Nel mondo dei concorsi internazionali, gli olii provenienti dal sud del mondo - Australia, Cile e Argentina - sono sempre partiti svantaggiati.
A differenza del vino, che invecchiando migliora, i 6 mesi di differenza tra i raccolti di olive e produzione dell'olio tra i due emisferi fanno la differenza: i prodotti nostrani perciò si sono ritrovati sempre in secondo piano nei concorsi rispetto a quelli europei perché ormai vecchi al momento delle competizioni.
Per mettere una pezza a questa situazione, è nato il concorso Sol d'Oro per l'emisfero Sud, giunto alla terza edizione ed emanazione del Sol d'Oro dell'emisfero nord, che si svolge ogni febbraio a Verona.
Nei giorni scorsi allora, 60 olii provenienti da Australia, Cile e Argentina si sono dati battaglia nella sede del Co.As.It. di Melbourne, per incoronare i migliori prodotti.
"Il concorso è rigoroso", ha detto - Antonella Capriotti responsabile commerciale dell'organizzazione Sol d'Oro. L'intervista è ascoltabile qui sopra.
Chi ha vinto allora? Ce lo ha detto Marino Giorgetti, capo panel dei giudici del concorso, incaricato di ufficializzare il verdetto. Australia, Cile e Argentina si sono piazzati bene nelle diverse categorie.

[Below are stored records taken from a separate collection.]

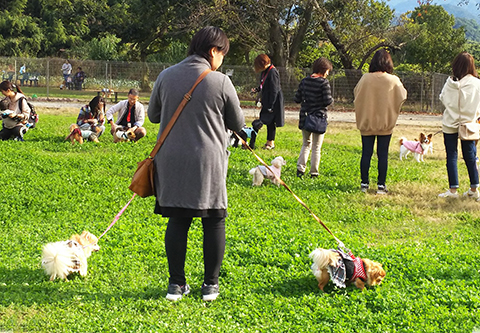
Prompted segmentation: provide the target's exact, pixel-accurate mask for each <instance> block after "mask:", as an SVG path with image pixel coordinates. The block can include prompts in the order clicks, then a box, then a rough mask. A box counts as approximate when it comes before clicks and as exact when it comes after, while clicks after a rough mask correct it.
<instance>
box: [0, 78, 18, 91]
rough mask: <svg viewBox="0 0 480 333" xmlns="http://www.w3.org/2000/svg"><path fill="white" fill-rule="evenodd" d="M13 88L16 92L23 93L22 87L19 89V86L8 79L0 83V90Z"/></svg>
mask: <svg viewBox="0 0 480 333" xmlns="http://www.w3.org/2000/svg"><path fill="white" fill-rule="evenodd" d="M14 89H16V90H17V92H19V93H21V94H23V91H22V89H20V87H19V86H18V85H16V84H13V83H12V82H10V81H8V80H6V81H3V82H2V83H0V90H2V91H7V90H11V91H15V90H14Z"/></svg>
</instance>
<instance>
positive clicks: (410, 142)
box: [402, 141, 423, 154]
mask: <svg viewBox="0 0 480 333" xmlns="http://www.w3.org/2000/svg"><path fill="white" fill-rule="evenodd" d="M402 145H404V146H405V148H407V149H408V150H410V151H412V152H414V153H418V154H423V148H422V144H421V143H420V141H403V142H402Z"/></svg>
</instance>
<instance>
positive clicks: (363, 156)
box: [360, 134, 392, 185]
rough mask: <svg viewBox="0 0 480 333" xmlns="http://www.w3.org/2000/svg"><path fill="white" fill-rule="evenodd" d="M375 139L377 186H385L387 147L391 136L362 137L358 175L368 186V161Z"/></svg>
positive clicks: (382, 135) (368, 182) (372, 147)
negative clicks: (376, 167) (359, 161)
mask: <svg viewBox="0 0 480 333" xmlns="http://www.w3.org/2000/svg"><path fill="white" fill-rule="evenodd" d="M375 138H377V157H378V180H377V184H378V185H385V181H386V179H387V169H388V146H389V145H390V139H391V138H392V135H391V134H390V135H369V136H363V135H362V159H361V160H360V174H361V177H362V183H363V184H369V183H370V181H369V170H370V161H371V159H372V155H373V147H374V145H375Z"/></svg>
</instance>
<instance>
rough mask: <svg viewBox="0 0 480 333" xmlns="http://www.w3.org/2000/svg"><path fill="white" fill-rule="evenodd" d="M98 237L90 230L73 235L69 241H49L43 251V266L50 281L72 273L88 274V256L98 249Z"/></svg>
mask: <svg viewBox="0 0 480 333" xmlns="http://www.w3.org/2000/svg"><path fill="white" fill-rule="evenodd" d="M97 243H98V238H97V237H96V236H95V235H93V234H91V233H90V232H88V231H84V232H82V234H81V235H72V237H70V239H69V240H67V241H60V242H55V243H48V244H46V245H45V246H44V247H43V251H42V267H43V269H44V270H45V274H47V275H49V276H50V281H53V280H55V278H57V277H58V278H59V279H67V276H68V275H70V274H71V273H75V272H78V273H80V275H81V276H85V275H87V268H88V265H87V258H88V257H90V255H91V254H92V252H93V251H98V250H99V249H100V247H99V246H98V244H97Z"/></svg>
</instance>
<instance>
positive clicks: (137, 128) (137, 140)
mask: <svg viewBox="0 0 480 333" xmlns="http://www.w3.org/2000/svg"><path fill="white" fill-rule="evenodd" d="M138 98H139V96H138V90H137V89H130V91H129V92H128V99H127V100H124V101H120V102H118V103H117V104H115V105H114V106H112V107H111V108H110V109H108V111H107V114H106V118H107V121H108V122H109V123H110V125H111V129H110V133H112V135H115V132H116V131H117V129H118V128H119V127H122V130H124V131H133V133H134V134H135V139H133V140H134V141H138V140H140V139H141V138H143V137H144V136H145V135H147V130H146V129H145V128H143V127H142V126H143V123H144V122H145V109H144V108H143V104H142V103H140V102H139V101H138ZM117 112H118V119H117V121H116V122H114V121H113V115H114V114H115V113H117Z"/></svg>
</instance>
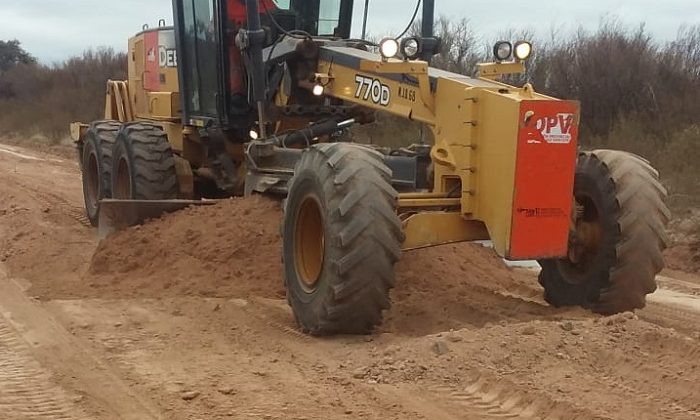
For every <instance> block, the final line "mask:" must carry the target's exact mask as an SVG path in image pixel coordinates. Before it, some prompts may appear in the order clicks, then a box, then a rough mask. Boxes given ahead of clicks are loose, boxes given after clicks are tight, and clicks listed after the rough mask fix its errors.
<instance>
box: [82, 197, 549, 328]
mask: <svg viewBox="0 0 700 420" xmlns="http://www.w3.org/2000/svg"><path fill="white" fill-rule="evenodd" d="M281 220H282V211H281V208H280V205H279V203H278V202H277V201H273V200H271V199H268V198H264V197H254V198H247V199H243V198H236V199H231V200H227V201H225V202H222V203H220V204H217V205H215V206H206V207H194V208H189V209H186V210H184V211H181V212H178V213H175V214H171V215H166V216H164V217H162V218H161V219H160V220H156V221H152V222H150V223H146V224H145V225H143V226H137V227H133V228H130V229H128V230H125V231H122V232H118V233H116V234H114V235H112V236H111V237H109V238H108V239H107V240H105V241H103V242H102V243H101V244H100V246H99V247H98V249H97V251H96V253H95V255H94V257H93V259H92V263H91V266H90V271H89V273H88V276H89V277H90V278H89V279H88V281H89V282H90V283H91V284H92V286H93V287H94V288H96V289H97V291H98V292H99V293H100V294H101V295H102V296H110V295H118V296H120V297H121V296H141V297H161V296H182V295H197V296H212V297H243V298H245V297H249V296H257V297H263V298H284V296H285V291H284V287H283V278H282V259H281V250H282V243H281V238H280V234H279V230H280V229H279V228H280V223H281ZM537 287H539V286H538V285H537V282H536V279H534V277H533V276H532V275H531V274H523V273H519V272H517V271H513V270H510V269H509V268H507V267H506V266H505V265H504V264H503V262H502V260H501V259H500V258H498V257H497V256H496V255H495V253H494V252H493V250H491V249H487V248H483V247H482V246H480V245H475V244H453V245H445V246H441V247H436V248H430V249H423V250H417V251H410V252H405V253H404V256H403V258H402V260H401V261H400V262H399V263H398V264H397V267H396V289H395V290H394V292H393V296H392V300H393V302H394V306H393V310H392V311H391V312H390V313H389V314H388V318H387V323H386V328H387V329H388V330H401V331H404V332H408V333H415V334H422V333H426V332H429V331H431V330H434V329H436V328H453V327H458V326H461V325H464V324H465V323H468V324H472V325H475V326H476V325H483V324H484V323H486V322H493V321H497V320H499V319H501V318H499V314H498V313H497V311H494V310H492V309H491V308H492V307H500V306H503V305H506V306H511V305H513V304H517V305H519V304H521V303H522V302H518V301H514V302H509V301H508V300H507V298H506V297H504V296H501V295H498V293H499V292H516V293H517V292H520V294H523V293H524V294H526V295H530V294H533V293H534V294H538V295H539V294H540V292H538V291H537V290H536V288H537ZM523 291H524V292H523ZM504 299H505V301H504ZM494 317H495V318H494ZM443 323H447V324H444V325H443ZM453 324H454V325H453Z"/></svg>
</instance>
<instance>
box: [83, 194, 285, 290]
mask: <svg viewBox="0 0 700 420" xmlns="http://www.w3.org/2000/svg"><path fill="white" fill-rule="evenodd" d="M281 214H282V211H281V208H280V205H279V203H278V202H277V201H273V200H271V199H267V198H263V197H253V198H250V199H242V198H235V199H231V200H227V201H224V202H222V203H220V204H217V205H215V206H206V207H192V208H188V209H185V210H183V211H181V212H178V213H174V214H170V215H165V216H163V217H162V218H161V219H159V220H156V221H152V222H150V223H146V224H144V225H143V226H135V227H133V228H130V229H127V230H125V231H122V232H118V233H116V234H114V235H112V236H110V237H109V238H108V239H106V240H104V241H102V242H101V243H100V245H99V246H98V248H97V250H96V252H95V254H94V256H93V258H92V262H91V264H90V269H89V273H88V275H89V276H90V277H91V278H90V279H89V280H90V281H91V285H92V286H93V287H95V288H97V289H102V290H103V291H105V292H107V293H108V294H110V293H112V292H115V293H118V294H119V295H120V296H124V295H127V296H131V295H137V296H148V297H159V296H163V295H165V296H178V295H189V294H194V295H203V296H212V297H214V296H216V297H231V296H247V295H249V294H253V295H256V296H260V297H265V298H279V297H283V296H284V288H283V284H282V271H281V264H280V261H281V247H280V236H279V224H280V221H281Z"/></svg>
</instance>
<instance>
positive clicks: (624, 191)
mask: <svg viewBox="0 0 700 420" xmlns="http://www.w3.org/2000/svg"><path fill="white" fill-rule="evenodd" d="M422 4H423V15H422V22H423V25H422V34H421V36H411V37H406V38H404V39H392V38H386V39H384V40H382V42H381V43H380V44H379V45H374V44H372V43H371V42H368V41H365V40H361V39H352V38H351V37H350V33H351V26H352V22H351V21H352V10H353V1H352V0H287V1H284V0H279V1H277V0H276V1H271V0H260V1H258V0H246V1H245V2H244V1H243V0H174V1H173V10H174V27H166V26H164V23H161V25H159V27H158V28H154V29H148V28H144V30H143V31H142V32H141V33H139V34H137V35H136V36H135V37H133V38H132V39H131V40H130V41H129V54H128V56H129V80H128V81H109V82H108V84H107V96H106V109H105V119H104V120H101V121H95V122H93V123H91V124H80V123H74V124H72V126H71V129H72V132H73V136H74V139H75V140H76V142H77V145H78V149H79V152H80V161H81V167H82V172H83V185H84V192H85V206H86V211H87V214H88V216H89V217H90V219H91V220H92V221H93V223H94V224H96V225H97V224H100V225H101V227H102V228H105V227H106V228H109V229H113V228H120V227H124V226H126V225H130V224H134V223H139V222H141V221H143V220H144V219H145V218H148V217H153V216H155V215H158V214H160V213H162V212H164V211H172V210H175V209H178V208H182V207H184V206H187V205H191V204H195V203H196V204H206V203H210V202H211V201H209V200H208V199H211V198H217V197H222V196H232V195H250V194H272V195H277V196H279V197H281V198H282V197H286V199H285V201H284V220H283V228H282V233H283V256H284V263H283V264H284V283H285V285H286V288H287V293H288V300H289V302H290V305H291V306H292V309H293V313H294V315H295V318H296V320H297V322H298V324H299V326H300V327H301V329H303V330H304V331H306V332H308V333H311V334H332V333H367V332H370V331H371V330H372V329H373V328H374V327H375V326H377V325H378V324H379V323H380V322H381V319H382V312H383V311H384V310H386V309H388V308H389V306H390V300H389V290H390V289H391V288H392V287H393V286H394V284H395V278H394V264H395V263H396V262H397V261H398V260H399V258H400V256H401V252H402V251H405V250H412V249H416V248H422V247H430V246H436V245H440V244H446V243H454V242H461V241H474V240H491V241H492V242H493V246H494V249H495V251H496V252H497V253H498V254H499V255H501V256H502V257H504V258H507V259H512V260H523V259H536V260H538V261H539V262H540V265H541V266H542V271H541V273H540V276H539V280H540V283H541V284H542V286H543V287H544V293H545V298H546V300H547V301H548V302H550V303H551V304H553V305H557V306H560V305H582V306H584V307H587V308H590V309H592V310H594V311H597V312H601V313H614V312H618V311H625V310H632V309H635V308H640V307H642V306H644V303H645V297H646V294H648V293H650V292H653V291H654V290H655V288H656V285H655V275H656V274H657V273H658V272H659V270H661V268H662V267H663V260H662V255H661V252H662V250H663V249H664V247H665V246H666V237H665V234H664V225H665V224H666V222H667V221H668V218H669V212H668V209H667V208H666V206H665V204H664V199H665V196H666V192H665V190H664V188H663V187H662V186H661V184H660V183H659V179H658V173H657V172H656V171H655V170H654V169H653V168H651V167H650V166H649V163H648V162H647V161H645V160H644V159H642V158H640V157H638V156H635V155H631V154H629V153H624V152H617V151H609V150H596V151H580V150H579V149H578V145H577V137H578V122H579V110H578V106H577V104H576V103H575V102H570V101H564V100H558V99H555V98H552V97H548V96H545V95H542V94H539V93H537V92H536V91H535V89H534V88H533V86H531V85H530V84H526V85H524V86H522V87H517V86H510V85H507V84H504V83H501V82H499V81H498V80H499V77H500V76H502V75H505V74H511V73H517V72H522V71H523V70H524V68H525V63H526V61H527V58H528V57H529V55H530V54H531V52H532V46H531V45H530V44H529V43H527V42H518V43H516V44H511V43H509V42H501V43H499V44H497V45H496V46H495V48H494V55H495V60H494V62H492V63H485V64H481V65H479V68H478V75H477V76H476V77H467V76H464V75H460V74H454V73H449V72H446V71H441V70H438V69H435V68H432V67H430V66H429V61H430V58H431V57H432V56H433V55H434V54H435V53H436V52H437V51H438V48H439V44H440V42H439V40H438V39H435V38H434V37H433V33H432V22H433V13H434V1H433V0H424V1H423V3H422ZM418 5H420V2H418ZM418 7H419V6H416V12H417V11H418ZM416 14H417V13H416ZM374 51H378V53H377V52H374ZM376 111H383V112H386V113H390V114H393V115H395V116H399V117H401V118H404V119H406V120H413V121H418V122H421V123H423V124H424V125H425V126H426V127H427V129H429V130H430V132H431V133H432V137H433V138H434V141H433V142H432V144H430V145H425V144H415V145H410V146H409V145H407V146H406V147H402V148H400V149H397V150H389V149H387V148H380V147H376V146H371V145H363V144H354V143H351V142H350V141H349V138H350V137H349V136H348V135H347V131H348V129H350V128H351V127H352V126H353V125H356V124H371V123H373V121H374V113H375V112H376ZM400 135H402V134H401V133H397V136H400ZM435 281H440V279H435Z"/></svg>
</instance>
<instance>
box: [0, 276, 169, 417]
mask: <svg viewBox="0 0 700 420" xmlns="http://www.w3.org/2000/svg"><path fill="white" fill-rule="evenodd" d="M0 290H2V291H3V292H2V293H1V294H0V314H2V315H1V316H0V321H3V319H4V320H5V321H4V322H5V324H4V325H5V326H4V328H3V326H2V325H0V354H2V353H1V352H2V350H3V349H7V351H8V352H9V353H8V354H7V355H3V356H6V357H2V358H0V360H8V361H10V364H9V365H8V366H6V367H5V368H6V370H5V371H4V372H5V373H4V374H5V375H8V376H7V377H5V378H2V375H3V373H2V372H3V366H2V365H0V402H1V401H2V398H3V397H5V398H8V397H6V395H9V396H10V397H17V398H19V399H20V400H21V401H23V403H24V404H27V403H30V404H31V405H30V409H29V410H30V411H29V414H31V415H28V417H27V416H25V417H18V416H19V414H22V413H24V412H26V411H27V409H26V408H22V406H17V405H16V400H13V399H9V400H7V401H9V402H8V404H9V403H10V402H11V403H12V404H15V405H12V406H10V408H11V409H12V410H14V411H15V412H18V413H19V414H18V415H17V416H14V417H9V418H58V419H70V418H80V419H83V418H86V416H85V415H78V416H77V417H75V416H74V417H70V416H67V415H64V414H63V411H61V410H65V409H66V408H65V407H66V406H64V405H62V404H67V403H66V402H64V401H63V400H61V397H60V394H58V395H59V396H58V397H57V396H55V395H54V394H52V393H53V392H56V391H55V389H56V388H53V389H54V391H52V388H50V387H48V386H47V385H46V384H45V383H46V381H47V380H48V379H46V378H47V377H48V375H49V373H48V372H53V373H55V374H57V375H59V377H60V383H61V386H63V388H65V389H71V390H73V389H74V390H76V392H77V393H79V394H80V395H84V396H86V397H88V398H86V399H85V404H87V406H89V407H91V409H95V410H98V411H100V412H102V413H104V411H105V410H107V412H109V414H110V415H112V417H114V418H120V419H124V420H130V419H134V420H137V419H138V420H146V419H153V418H159V415H158V412H157V410H156V409H155V408H153V407H152V405H151V403H150V401H149V400H148V399H147V398H144V396H143V395H141V394H139V393H138V392H137V391H136V390H135V389H133V386H130V385H127V384H126V383H124V382H123V380H121V379H120V378H119V377H118V376H117V375H116V373H115V372H114V371H113V370H112V369H111V368H110V367H109V366H107V365H106V364H105V362H103V361H100V360H99V359H97V358H96V356H95V355H93V353H92V352H91V350H90V347H91V346H90V344H89V343H87V342H85V341H82V340H80V339H78V338H76V337H74V336H72V335H71V334H70V333H69V332H68V331H66V330H65V328H63V327H62V326H61V325H60V324H59V323H58V321H56V319H54V318H53V316H52V315H50V314H49V312H48V311H46V309H45V308H44V307H42V305H41V304H40V303H38V302H37V301H35V300H32V299H29V298H28V297H27V296H26V295H25V294H24V292H23V290H22V288H21V287H20V286H19V284H18V283H17V282H15V281H14V280H12V279H10V278H8V277H7V274H6V270H5V268H4V267H3V265H2V264H0ZM10 322H11V325H12V327H13V329H14V334H15V335H14V336H12V335H11V334H10V332H12V331H13V329H10V327H9V325H8V323H10ZM3 339H4V340H5V342H3V341H2V340H3ZM29 340H31V341H30V342H31V344H32V347H31V348H30V347H29V346H28V345H27V344H26V343H27V342H29ZM13 354H17V355H19V356H13ZM39 361H41V363H39ZM42 366H43V368H42ZM25 369H28V370H26V371H25ZM2 379H6V380H7V381H8V383H7V385H6V384H4V383H3V382H2ZM22 380H26V382H25V383H21V381H22ZM33 381H39V382H37V384H36V386H34V382H33ZM6 389H10V390H14V391H12V392H6V391H5V390H6ZM53 401H56V402H57V407H56V408H55V409H54V404H53ZM0 407H1V404H0ZM18 407H19V408H18ZM32 407H34V408H32ZM36 407H40V408H43V409H45V410H46V415H53V416H55V417H41V415H43V414H44V413H42V412H41V411H37V413H38V414H37V415H39V417H36V416H34V414H32V413H34V412H32V411H31V410H32V409H35V410H36ZM0 414H2V412H1V411H0ZM69 414H70V413H69ZM0 418H2V417H0Z"/></svg>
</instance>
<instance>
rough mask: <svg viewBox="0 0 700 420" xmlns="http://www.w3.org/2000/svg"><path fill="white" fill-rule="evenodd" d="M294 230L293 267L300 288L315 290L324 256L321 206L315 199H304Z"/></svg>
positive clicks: (308, 196)
mask: <svg viewBox="0 0 700 420" xmlns="http://www.w3.org/2000/svg"><path fill="white" fill-rule="evenodd" d="M298 214H299V215H298V217H297V219H296V225H295V230H294V238H295V240H294V265H295V266H296V271H297V275H298V277H299V279H300V280H301V284H302V286H303V287H304V288H305V289H306V290H307V291H312V290H314V289H315V287H316V284H317V283H318V280H319V278H320V276H321V270H322V268H323V260H324V254H325V234H324V229H323V215H322V212H321V205H320V203H319V202H318V200H317V199H316V197H314V196H311V195H308V196H306V197H304V199H303V200H302V202H301V205H300V206H299V213H298Z"/></svg>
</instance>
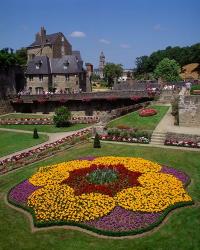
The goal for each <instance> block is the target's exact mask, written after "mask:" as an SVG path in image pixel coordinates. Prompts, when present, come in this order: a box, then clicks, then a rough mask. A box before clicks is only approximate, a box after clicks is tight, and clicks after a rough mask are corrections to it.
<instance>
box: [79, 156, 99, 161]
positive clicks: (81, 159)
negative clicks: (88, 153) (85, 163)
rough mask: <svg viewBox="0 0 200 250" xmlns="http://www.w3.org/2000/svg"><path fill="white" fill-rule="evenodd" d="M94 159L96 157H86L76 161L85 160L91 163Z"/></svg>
mask: <svg viewBox="0 0 200 250" xmlns="http://www.w3.org/2000/svg"><path fill="white" fill-rule="evenodd" d="M95 158H96V156H92V155H88V156H83V157H80V158H78V160H87V161H93V160H94V159H95Z"/></svg>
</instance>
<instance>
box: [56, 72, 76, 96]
mask: <svg viewBox="0 0 200 250" xmlns="http://www.w3.org/2000/svg"><path fill="white" fill-rule="evenodd" d="M52 87H53V88H56V89H57V90H61V89H62V90H63V91H64V90H68V91H69V92H78V91H79V77H78V75H68V76H67V77H66V76H65V75H53V77H52Z"/></svg>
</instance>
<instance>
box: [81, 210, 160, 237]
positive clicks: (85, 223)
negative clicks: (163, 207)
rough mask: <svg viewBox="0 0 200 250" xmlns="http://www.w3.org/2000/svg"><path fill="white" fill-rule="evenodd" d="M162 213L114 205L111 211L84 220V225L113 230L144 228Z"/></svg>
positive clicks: (96, 227) (115, 231)
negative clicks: (149, 212)
mask: <svg viewBox="0 0 200 250" xmlns="http://www.w3.org/2000/svg"><path fill="white" fill-rule="evenodd" d="M161 214H162V213H144V212H133V211H129V210H126V209H124V208H122V207H119V206H118V207H115V208H114V209H113V210H112V212H111V213H109V214H108V215H106V216H104V217H102V218H99V219H97V220H93V221H89V222H85V224H86V225H88V226H92V227H95V228H98V229H101V230H108V231H114V232H122V231H130V230H136V229H141V228H145V227H147V226H149V225H151V224H153V223H155V222H156V221H157V220H158V218H159V217H160V215H161Z"/></svg>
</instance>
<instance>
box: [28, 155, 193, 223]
mask: <svg viewBox="0 0 200 250" xmlns="http://www.w3.org/2000/svg"><path fill="white" fill-rule="evenodd" d="M91 164H96V165H99V164H100V165H106V166H110V165H116V164H123V165H124V167H126V168H127V169H128V170H130V171H133V172H135V171H136V172H140V173H142V175H141V176H140V177H139V178H138V181H139V183H140V186H136V187H131V188H127V189H124V190H122V191H120V192H118V193H117V194H116V195H115V196H114V197H110V196H108V195H104V194H100V193H98V192H97V193H95V192H93V193H87V194H82V195H75V194H74V189H73V188H71V187H70V186H68V185H67V184H62V181H63V180H66V179H67V178H68V177H69V175H70V172H71V171H73V170H77V169H83V168H88V167H90V166H91ZM161 168H162V167H161V166H160V165H159V164H157V163H154V162H151V161H148V160H145V159H142V158H132V157H114V156H109V157H99V158H96V159H94V160H93V161H87V160H75V161H69V162H63V163H60V164H56V165H52V166H46V167H41V168H39V170H38V172H37V173H36V174H34V175H33V176H32V177H30V178H29V182H30V183H32V184H33V185H35V186H42V187H41V188H40V189H38V190H36V191H34V192H33V193H32V194H31V195H30V196H29V198H28V206H29V207H32V208H33V209H34V211H35V215H36V218H37V220H38V221H60V220H62V221H64V220H66V221H76V222H79V221H89V220H94V219H96V218H100V217H103V216H105V215H106V214H108V213H109V212H111V211H112V210H113V208H114V207H115V206H122V207H124V208H125V209H129V210H132V211H144V212H160V211H163V210H165V209H166V208H167V207H169V206H171V205H174V204H176V203H179V202H187V201H191V200H192V199H191V197H190V196H189V195H188V194H187V193H186V192H185V190H184V187H183V184H182V182H181V181H179V180H178V179H177V178H176V177H174V176H173V175H170V174H165V173H161V172H160V170H161Z"/></svg>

Se vino ed olio sono i dominatori per eccellenza nel panorama dai prodotti mediterranei, le differenze per quanto riguarda il consumo e la percezione non potrebbero essere più distanti. Ne abbiamo parlato, a margine del concorso Sol d'Oro dedicato agli olii del sud del mondo, con Giulio Scattolini, giudice della competizione
La prossima edizione sarà ad Osaka, in Giappone.